When we start with the Serenity Prayer in meetings, I can try to focus, but will often find myself wandering in my head. I know I’m not alone, because others have told me. I know it’s not always an irritation, although I sometimes think it should be.

Anyway we were talking about staying in the present moment and not going off into the future. I remember my sponsor talking to me about this and how it could be hazardous. I was told I must stay where my feet are. Not to do that could lead to me into danger. I could be thinking about something I need to do in the future, and find myself being pulled into anxiety, anger, resentment, fear, self pity. What happened in the past can be a large part of this. And I can find myself in trouble.

I mean here I am supposed to be staying sober a day at a time. Not a week, not a month, and not a year. But right now. So I was told I needed to focus on this. To apply the spiritual way of life to what I am doing right now. To stay where I am. However I remember reading in the BB that we’re not saints. We’re human beings, subject to, what my sponsor told me was stumbling and bumbling and tumbling into my old faults.

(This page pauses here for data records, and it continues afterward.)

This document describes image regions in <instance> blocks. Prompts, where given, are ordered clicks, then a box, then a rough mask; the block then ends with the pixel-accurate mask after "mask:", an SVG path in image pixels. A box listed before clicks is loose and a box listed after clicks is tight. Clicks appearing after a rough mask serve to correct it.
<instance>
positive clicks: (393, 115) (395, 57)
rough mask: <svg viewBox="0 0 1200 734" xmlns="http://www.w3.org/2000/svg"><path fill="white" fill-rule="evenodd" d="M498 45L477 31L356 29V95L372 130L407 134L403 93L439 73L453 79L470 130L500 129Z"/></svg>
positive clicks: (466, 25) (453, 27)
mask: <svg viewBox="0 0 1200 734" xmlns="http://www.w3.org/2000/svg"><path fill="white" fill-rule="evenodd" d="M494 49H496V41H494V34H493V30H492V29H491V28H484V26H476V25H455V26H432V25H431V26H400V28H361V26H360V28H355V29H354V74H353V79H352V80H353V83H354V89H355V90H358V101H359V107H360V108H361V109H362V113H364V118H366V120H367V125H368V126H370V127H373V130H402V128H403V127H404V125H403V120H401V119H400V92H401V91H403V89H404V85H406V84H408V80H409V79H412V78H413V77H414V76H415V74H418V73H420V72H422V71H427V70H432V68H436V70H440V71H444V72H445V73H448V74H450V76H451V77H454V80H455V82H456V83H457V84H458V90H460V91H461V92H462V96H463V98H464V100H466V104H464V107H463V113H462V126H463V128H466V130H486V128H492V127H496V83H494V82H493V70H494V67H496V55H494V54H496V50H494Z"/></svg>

One of those things I know I need to try to remember is that I’m not in charge. I am an egotistical, self centered alcoholic, who, when I get caught up in my head, can find myself practicing some of my old defects. And I have to stop.

How often, I know, I can get pulled down into negative attitudes. I was told I had to stop and start my day over, when this happens. to pray and ask for help. To restart a positive attitude and get back where I really am at the moment. Not always easy. But it is do-able I have discovered. The Ninth Step reminds me that we’re here to live a spiritual life. It’s not a theory, it states.

Anyway, I had to stop and think about this, and remember what I should be doing. Staying in the moment. I’m here to stay sober a day at a time. I need to be grateful and practice what I was told I needed to do in here. That’s why I love to think about my old sponsor and those old timers, who taught me what it was I had to do…a day at a time.